Gary Green received his Master of Fine Arts degree from The Milton Avery Graduate School of the Arts at Bard College and has been teaching photography since 1994. He lives in Waterville, Maine where he has been on the faculty of Colby College since 2007. Green has exhibited across the country and his work resides in the collections of the RISD Museum of Art, The Bates College Museum of Art, the Amon Carter Museum, The Museum of Fine Arts in Houston, Texas, and the Bowdoin College Museum of Art

David Maisel

In his ongoing, multi-chaptered series Black Maps, David Maisel’s aerial photographs of environmentally impacted sites explore the aesthetics and politics of radically human-altered environments, framing the issues of contemporary landscape with equal measures of documentation and metaphor. Curator Robert Sobieszek states, “Maisel has succeeded in mapping the fictive terrains of the unconscious, of nightmares and hallucinations. He has also used the camera’s objectifying optics to form cartographies of the irrational and the perverse, the preconscious and the primordial, the apocalyptic.”

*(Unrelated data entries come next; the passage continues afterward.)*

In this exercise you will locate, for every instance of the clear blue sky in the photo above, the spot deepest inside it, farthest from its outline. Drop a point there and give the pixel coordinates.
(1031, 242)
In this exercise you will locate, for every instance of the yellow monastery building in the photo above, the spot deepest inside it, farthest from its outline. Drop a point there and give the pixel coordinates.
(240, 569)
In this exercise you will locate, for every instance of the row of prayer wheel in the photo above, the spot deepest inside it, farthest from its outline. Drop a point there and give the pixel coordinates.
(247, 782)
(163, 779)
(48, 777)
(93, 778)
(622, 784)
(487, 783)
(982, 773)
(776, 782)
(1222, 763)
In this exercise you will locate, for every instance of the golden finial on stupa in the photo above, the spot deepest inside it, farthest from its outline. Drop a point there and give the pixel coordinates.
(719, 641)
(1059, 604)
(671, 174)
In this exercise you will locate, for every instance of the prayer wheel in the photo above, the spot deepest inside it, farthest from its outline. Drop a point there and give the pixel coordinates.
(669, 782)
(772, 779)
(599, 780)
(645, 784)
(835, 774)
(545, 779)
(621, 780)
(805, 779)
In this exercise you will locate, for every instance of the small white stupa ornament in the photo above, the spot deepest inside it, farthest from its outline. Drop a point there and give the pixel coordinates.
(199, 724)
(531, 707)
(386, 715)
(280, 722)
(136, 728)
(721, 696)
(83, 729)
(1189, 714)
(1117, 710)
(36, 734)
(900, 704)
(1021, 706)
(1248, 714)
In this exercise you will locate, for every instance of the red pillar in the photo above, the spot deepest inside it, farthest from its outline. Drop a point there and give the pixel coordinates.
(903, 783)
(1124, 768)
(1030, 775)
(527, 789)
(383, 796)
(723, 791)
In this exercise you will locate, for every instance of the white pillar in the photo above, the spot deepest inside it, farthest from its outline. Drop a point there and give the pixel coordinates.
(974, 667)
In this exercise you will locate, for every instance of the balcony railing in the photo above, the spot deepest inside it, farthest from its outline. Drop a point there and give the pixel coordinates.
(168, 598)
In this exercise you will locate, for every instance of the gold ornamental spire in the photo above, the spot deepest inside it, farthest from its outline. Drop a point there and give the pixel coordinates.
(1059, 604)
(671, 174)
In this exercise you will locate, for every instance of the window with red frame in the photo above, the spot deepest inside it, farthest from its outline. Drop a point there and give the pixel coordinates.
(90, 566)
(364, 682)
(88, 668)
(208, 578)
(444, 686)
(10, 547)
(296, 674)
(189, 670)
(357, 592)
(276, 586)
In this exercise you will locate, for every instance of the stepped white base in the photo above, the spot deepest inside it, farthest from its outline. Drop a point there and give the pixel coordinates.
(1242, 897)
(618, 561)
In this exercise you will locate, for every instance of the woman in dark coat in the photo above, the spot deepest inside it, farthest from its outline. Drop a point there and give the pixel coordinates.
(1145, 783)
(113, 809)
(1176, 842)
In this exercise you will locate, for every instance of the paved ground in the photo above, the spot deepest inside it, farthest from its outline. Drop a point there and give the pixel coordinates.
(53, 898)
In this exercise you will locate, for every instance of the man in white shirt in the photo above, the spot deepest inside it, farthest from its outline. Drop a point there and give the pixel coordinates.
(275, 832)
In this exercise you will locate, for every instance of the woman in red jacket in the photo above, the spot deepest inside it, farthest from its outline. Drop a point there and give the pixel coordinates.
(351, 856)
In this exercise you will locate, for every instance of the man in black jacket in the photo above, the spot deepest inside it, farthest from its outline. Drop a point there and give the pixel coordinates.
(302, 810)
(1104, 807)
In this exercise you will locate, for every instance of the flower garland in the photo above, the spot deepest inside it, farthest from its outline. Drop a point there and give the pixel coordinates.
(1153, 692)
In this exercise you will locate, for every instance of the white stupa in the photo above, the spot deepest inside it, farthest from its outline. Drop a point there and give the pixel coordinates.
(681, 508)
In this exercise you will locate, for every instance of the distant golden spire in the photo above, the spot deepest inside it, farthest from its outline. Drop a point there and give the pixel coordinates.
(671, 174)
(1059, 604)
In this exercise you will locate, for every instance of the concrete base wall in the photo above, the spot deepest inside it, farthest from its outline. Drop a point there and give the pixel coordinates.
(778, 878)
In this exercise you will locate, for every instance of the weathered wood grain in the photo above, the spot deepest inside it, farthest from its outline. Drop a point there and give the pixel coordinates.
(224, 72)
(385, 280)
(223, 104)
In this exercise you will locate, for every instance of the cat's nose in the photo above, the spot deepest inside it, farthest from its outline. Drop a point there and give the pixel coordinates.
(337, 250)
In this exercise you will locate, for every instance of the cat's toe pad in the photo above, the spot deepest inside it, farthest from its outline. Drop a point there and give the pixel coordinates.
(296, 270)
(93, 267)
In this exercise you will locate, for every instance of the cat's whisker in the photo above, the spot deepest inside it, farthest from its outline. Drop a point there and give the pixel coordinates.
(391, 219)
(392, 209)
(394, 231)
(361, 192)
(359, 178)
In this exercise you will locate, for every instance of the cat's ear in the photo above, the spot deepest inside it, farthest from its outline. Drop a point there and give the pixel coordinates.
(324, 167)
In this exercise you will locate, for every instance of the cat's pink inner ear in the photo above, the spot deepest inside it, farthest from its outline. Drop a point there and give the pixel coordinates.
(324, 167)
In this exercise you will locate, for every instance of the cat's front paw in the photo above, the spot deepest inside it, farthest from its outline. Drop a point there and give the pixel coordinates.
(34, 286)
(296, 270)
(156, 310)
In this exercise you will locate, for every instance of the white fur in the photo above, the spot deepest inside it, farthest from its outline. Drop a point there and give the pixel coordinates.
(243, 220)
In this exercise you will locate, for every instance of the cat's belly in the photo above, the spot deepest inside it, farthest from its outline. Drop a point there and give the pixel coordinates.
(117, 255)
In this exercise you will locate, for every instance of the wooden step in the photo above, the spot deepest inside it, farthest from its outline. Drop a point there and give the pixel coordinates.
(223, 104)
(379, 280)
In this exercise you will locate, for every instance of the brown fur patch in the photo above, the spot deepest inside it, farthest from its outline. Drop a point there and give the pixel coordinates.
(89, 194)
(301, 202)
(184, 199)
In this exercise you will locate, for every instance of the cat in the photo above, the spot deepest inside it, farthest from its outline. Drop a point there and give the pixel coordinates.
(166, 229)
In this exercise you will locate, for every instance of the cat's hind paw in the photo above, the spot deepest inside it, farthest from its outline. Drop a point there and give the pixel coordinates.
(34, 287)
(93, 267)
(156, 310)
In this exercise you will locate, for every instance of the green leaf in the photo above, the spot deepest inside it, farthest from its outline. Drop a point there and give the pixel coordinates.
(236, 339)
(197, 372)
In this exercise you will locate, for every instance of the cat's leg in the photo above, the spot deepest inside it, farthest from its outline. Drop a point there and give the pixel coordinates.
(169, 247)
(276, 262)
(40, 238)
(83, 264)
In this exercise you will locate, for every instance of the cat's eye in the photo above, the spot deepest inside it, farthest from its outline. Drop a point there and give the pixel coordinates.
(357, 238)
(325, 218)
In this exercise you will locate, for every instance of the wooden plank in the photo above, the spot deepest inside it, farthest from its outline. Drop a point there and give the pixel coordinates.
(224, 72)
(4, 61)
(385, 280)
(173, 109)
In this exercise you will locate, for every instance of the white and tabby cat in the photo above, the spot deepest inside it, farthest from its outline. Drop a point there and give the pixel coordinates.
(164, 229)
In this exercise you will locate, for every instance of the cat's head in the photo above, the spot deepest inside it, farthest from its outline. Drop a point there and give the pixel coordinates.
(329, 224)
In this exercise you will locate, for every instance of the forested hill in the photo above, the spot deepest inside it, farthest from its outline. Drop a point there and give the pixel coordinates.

A graduate of Princeton University, Maisel studied at the Graduate School of Design and Harvard University and has a MFA from the California College of the Arts. Maisel has exhibited widely in the U.S. and internationally and he has received numerous awards. His works can be found in collections such as the Getty Museum, the Metropolitan Museum of Art, the Fogg Art Museum, the National Gallery of Art, the Bates College Museum of Art, and the Center for Creative Photography, in Tucson, Arizona

Shoshannah White

I’m interested in what lies below the surface – in focus emerging out of ambiguity. These works begin as photographs and develop into paintings through the Encaustic process. The beeswax offers a seductive, frosting like material which encapsulates and preserves the photograph at the same time creating a barrier between it and the viewer. The paint serves to both accentuate details in the original photograph as well as obliterate them – further functioning as a tool to reveal or mask underlying elements.

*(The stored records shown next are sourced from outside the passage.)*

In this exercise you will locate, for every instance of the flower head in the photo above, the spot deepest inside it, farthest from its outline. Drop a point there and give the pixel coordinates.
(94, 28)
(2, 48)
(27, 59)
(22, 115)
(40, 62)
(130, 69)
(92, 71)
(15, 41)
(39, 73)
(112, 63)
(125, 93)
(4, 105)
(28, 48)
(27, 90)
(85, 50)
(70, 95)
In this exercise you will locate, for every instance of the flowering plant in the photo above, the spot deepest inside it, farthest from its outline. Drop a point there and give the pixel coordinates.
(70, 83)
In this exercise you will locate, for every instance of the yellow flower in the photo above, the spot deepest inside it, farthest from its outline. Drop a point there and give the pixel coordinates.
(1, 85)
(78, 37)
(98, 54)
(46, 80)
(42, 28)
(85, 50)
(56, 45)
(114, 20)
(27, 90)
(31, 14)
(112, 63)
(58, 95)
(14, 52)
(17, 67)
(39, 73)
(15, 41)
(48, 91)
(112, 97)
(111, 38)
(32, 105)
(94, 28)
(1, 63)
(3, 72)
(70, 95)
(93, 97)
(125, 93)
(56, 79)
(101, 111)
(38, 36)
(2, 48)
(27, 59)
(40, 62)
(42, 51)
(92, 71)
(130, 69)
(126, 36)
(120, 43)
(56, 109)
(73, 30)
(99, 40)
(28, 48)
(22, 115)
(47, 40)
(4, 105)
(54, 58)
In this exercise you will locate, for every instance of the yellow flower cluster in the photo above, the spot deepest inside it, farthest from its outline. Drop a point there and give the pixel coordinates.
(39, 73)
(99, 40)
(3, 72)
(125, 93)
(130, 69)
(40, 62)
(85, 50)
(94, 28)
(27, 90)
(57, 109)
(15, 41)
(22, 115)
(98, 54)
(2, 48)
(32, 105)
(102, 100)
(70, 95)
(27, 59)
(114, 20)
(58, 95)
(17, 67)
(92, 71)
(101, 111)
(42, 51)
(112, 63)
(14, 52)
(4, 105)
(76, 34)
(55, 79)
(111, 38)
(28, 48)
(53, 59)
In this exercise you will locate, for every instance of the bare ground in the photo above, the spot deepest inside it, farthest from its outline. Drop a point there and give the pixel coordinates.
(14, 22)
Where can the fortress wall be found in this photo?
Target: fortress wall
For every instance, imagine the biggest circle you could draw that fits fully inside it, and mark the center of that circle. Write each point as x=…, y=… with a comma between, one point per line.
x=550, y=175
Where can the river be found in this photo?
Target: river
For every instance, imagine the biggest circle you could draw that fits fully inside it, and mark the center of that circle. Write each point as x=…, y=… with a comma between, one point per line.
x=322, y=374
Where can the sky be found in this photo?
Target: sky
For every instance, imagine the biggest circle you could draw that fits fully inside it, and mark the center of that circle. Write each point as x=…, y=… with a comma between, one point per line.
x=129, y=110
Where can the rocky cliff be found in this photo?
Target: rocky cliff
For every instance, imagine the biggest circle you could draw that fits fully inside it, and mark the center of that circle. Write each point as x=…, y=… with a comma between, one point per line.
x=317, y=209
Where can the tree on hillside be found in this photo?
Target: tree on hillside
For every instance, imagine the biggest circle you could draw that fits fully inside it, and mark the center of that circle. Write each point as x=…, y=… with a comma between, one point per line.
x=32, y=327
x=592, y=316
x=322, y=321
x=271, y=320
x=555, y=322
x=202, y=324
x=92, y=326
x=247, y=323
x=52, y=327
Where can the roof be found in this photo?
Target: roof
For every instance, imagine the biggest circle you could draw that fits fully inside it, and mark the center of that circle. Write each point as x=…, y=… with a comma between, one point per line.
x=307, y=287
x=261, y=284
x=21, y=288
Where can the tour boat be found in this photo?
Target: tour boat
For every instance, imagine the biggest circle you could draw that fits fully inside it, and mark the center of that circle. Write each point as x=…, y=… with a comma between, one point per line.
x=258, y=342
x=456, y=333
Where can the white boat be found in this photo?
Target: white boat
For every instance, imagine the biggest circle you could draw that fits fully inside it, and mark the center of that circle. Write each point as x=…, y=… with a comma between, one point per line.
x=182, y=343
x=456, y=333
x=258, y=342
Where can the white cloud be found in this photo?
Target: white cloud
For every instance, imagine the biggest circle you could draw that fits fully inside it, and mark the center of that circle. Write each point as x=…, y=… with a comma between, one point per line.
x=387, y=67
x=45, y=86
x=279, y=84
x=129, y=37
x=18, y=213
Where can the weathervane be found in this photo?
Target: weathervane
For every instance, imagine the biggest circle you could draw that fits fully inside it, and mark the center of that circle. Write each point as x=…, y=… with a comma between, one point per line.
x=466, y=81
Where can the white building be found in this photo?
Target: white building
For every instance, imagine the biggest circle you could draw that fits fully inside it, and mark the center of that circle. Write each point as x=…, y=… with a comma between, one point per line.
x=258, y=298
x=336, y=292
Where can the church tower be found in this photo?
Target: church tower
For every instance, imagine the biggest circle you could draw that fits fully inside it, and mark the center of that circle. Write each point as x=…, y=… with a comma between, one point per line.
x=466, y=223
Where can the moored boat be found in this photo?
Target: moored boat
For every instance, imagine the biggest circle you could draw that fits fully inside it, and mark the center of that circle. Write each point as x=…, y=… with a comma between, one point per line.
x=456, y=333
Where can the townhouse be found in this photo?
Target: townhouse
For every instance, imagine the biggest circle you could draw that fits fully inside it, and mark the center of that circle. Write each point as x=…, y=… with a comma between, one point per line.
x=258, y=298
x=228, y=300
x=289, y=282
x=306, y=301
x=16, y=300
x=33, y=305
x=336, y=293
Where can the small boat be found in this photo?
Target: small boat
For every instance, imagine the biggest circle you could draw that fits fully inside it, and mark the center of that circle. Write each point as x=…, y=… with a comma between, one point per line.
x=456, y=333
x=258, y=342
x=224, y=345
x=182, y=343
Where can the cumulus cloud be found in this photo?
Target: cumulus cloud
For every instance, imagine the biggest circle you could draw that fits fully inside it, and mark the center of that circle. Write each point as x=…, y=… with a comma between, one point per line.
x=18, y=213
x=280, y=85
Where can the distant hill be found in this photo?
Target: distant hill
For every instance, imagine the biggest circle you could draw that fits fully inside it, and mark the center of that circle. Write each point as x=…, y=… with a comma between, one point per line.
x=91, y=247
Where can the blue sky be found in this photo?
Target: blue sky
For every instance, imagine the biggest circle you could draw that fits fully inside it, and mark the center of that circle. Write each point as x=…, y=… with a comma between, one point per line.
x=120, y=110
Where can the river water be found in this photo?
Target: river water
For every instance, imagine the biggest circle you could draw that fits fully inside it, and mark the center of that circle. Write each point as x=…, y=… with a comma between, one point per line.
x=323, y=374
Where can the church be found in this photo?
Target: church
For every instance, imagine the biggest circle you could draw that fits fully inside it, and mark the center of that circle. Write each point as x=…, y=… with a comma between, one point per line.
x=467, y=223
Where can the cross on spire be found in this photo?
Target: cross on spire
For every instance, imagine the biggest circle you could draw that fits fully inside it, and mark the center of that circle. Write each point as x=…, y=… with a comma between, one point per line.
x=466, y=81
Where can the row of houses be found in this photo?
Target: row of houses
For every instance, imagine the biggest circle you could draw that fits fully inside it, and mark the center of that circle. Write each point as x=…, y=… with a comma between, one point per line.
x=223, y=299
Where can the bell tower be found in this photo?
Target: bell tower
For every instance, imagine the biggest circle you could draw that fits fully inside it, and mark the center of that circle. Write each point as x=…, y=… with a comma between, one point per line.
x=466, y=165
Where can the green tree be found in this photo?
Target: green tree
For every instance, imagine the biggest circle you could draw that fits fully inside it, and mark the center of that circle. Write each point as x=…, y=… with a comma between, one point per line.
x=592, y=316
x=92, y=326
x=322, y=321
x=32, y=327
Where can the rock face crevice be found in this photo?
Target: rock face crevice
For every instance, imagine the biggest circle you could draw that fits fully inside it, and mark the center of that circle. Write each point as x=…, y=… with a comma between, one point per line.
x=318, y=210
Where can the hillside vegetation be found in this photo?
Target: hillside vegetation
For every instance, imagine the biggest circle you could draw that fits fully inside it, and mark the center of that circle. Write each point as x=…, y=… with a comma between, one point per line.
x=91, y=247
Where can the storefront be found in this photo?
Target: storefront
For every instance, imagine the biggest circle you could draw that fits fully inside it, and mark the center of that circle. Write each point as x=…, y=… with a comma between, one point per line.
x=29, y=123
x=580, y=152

Shoshannah White, on her encaustic process

White’s images explore historical photographic processes and, in her numerous public commissions, places imagery of native plant species in the context of contemporary urban surroundings. She received her BFA with honors from The Savannah College of Art and Design and has studied at the Center for Creative Imaging as well as the Maine Photographic Workshops. White has received several scholarships for study and was recently granted the Maine / New Brunswick Residency fund – a grant and an artist residency funded in part by The National Endowment for the Arts. Her fine art and editorial photography has also appeared in publications such as National Geographic, Newsweek, Psychology Today, Paris Vogue, Der Speigel and The Wall Street Journal.